Dan's Metablog
Writing about blogging, identity, and narrative


Thesis Proposal (first edition)   Monday, January 30   2:04 AM

Here's the proposal I presented to the class a few weeks ago. I'm currently working on a revised draft, but since I've only had an advisor since Wednesday there's not much to add.

Narrative and rhetorical success on the "lifelog"

There is little — short of the label itself — connecting the millions of weblogs. Walker's short definition of the blog as "a frequently updated website consisting of dated entries arranged in reverse chronological order so the most recent post appears first" describes most (successful) instances of the weblog, but as with most definitions of "blog," it's clear that several genres have been grouped together under the same term. In response, theorists have attempted to classified blogs into categories, starting from a basic (and as many concede, problematic) diary-focused vs. link-focused distinction and working their way toward more complicated taxonomies. Every blogosphere survey invariably discovers that diary weblogs are by far the most common form of weblog, and yet, with few exceptions, the study of these weblogs has remained at the statistical level.
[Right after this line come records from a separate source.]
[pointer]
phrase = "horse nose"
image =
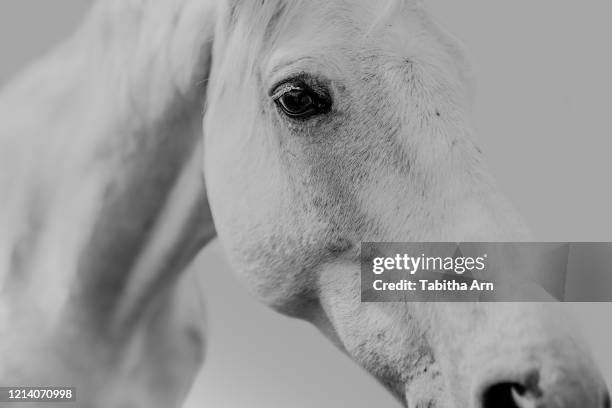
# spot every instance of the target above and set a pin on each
(532, 392)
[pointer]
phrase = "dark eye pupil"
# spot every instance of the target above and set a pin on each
(297, 102)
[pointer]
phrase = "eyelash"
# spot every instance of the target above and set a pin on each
(318, 101)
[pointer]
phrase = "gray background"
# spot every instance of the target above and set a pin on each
(543, 115)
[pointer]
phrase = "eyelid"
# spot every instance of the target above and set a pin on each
(282, 89)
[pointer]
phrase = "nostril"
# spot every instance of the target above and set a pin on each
(511, 394)
(503, 395)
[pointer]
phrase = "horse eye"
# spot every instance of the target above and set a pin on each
(299, 101)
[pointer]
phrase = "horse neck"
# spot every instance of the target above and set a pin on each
(101, 202)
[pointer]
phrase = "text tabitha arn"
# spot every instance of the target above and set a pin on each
(432, 286)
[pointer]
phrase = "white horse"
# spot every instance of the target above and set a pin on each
(327, 123)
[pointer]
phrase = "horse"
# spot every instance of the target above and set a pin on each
(325, 124)
(102, 209)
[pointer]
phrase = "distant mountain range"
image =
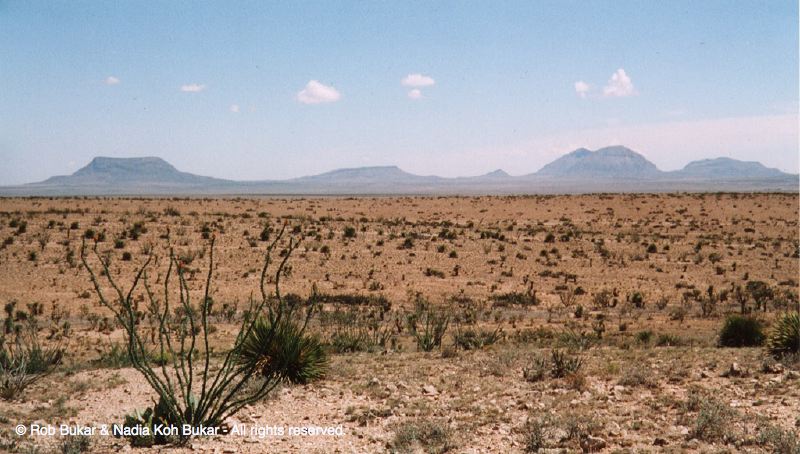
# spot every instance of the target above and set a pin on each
(610, 169)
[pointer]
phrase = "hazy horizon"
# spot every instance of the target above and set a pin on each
(274, 91)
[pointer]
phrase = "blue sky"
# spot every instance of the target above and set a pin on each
(256, 90)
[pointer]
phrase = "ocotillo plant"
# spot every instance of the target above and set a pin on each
(270, 347)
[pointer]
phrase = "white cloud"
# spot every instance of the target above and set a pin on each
(582, 88)
(316, 93)
(417, 80)
(193, 88)
(619, 85)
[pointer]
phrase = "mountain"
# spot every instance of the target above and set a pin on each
(610, 169)
(122, 172)
(610, 162)
(726, 168)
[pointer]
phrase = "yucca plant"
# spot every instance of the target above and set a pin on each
(739, 331)
(267, 350)
(282, 349)
(784, 339)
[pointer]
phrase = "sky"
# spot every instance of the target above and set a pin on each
(269, 90)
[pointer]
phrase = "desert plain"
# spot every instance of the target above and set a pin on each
(630, 291)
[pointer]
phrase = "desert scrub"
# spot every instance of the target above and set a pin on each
(427, 324)
(563, 364)
(784, 338)
(739, 331)
(713, 418)
(425, 435)
(23, 361)
(189, 392)
(473, 339)
(536, 369)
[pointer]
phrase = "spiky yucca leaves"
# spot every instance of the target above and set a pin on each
(784, 338)
(283, 350)
(738, 331)
(189, 390)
In contrast to this statistical approach, Miller and Shepherd call for a rhetorical approach, one "more interested in expectations, motivations, and terms of success" within a genre. While such an approach is common, perhaps even dominant among blog theorists, they usually focus on a few novel blogs or some abstracted "ideal" blog — emphasizing obvious elements, such as hypertext links, to separate blogs from ancestors like the diary or the epistolary novel. This mode of analysis is useful, but generalizing about blogs is risky given the many genres available, and authors are sometimes tempted to create normative definitions which exclude many websites generally considered blogs, as when Walker refuses the term to weblogs without links. In most cases, weblogs are too different to analyze as a group without implicitly privileging a certain genre.

As noted above, diary weblogs have yet to be subjected to a genre-specific rhetorical analysis. Unlike the link-based blogs so often studied, these "lifelogs" succeed within their genre largely on the basis of their post content — it should come as no surprise that the finalists for the "best writing of a weblog" Weblog Awards category come exclusively from this genre. It's these blogs which I propose to study, in the hope of determining what marks them as especially successful instances of the diary-weblog genre. With an eye toward Weez's definition of the blog as "first-person narrative in real time," I'll pay special attention to the way all of these bloggers position themselves as compelling subjects. Ultimately, I plan to find out how much rhetorical unity there is among the best-written weblogs in the hope of understanding not only them, but also the genre they purportedly represent.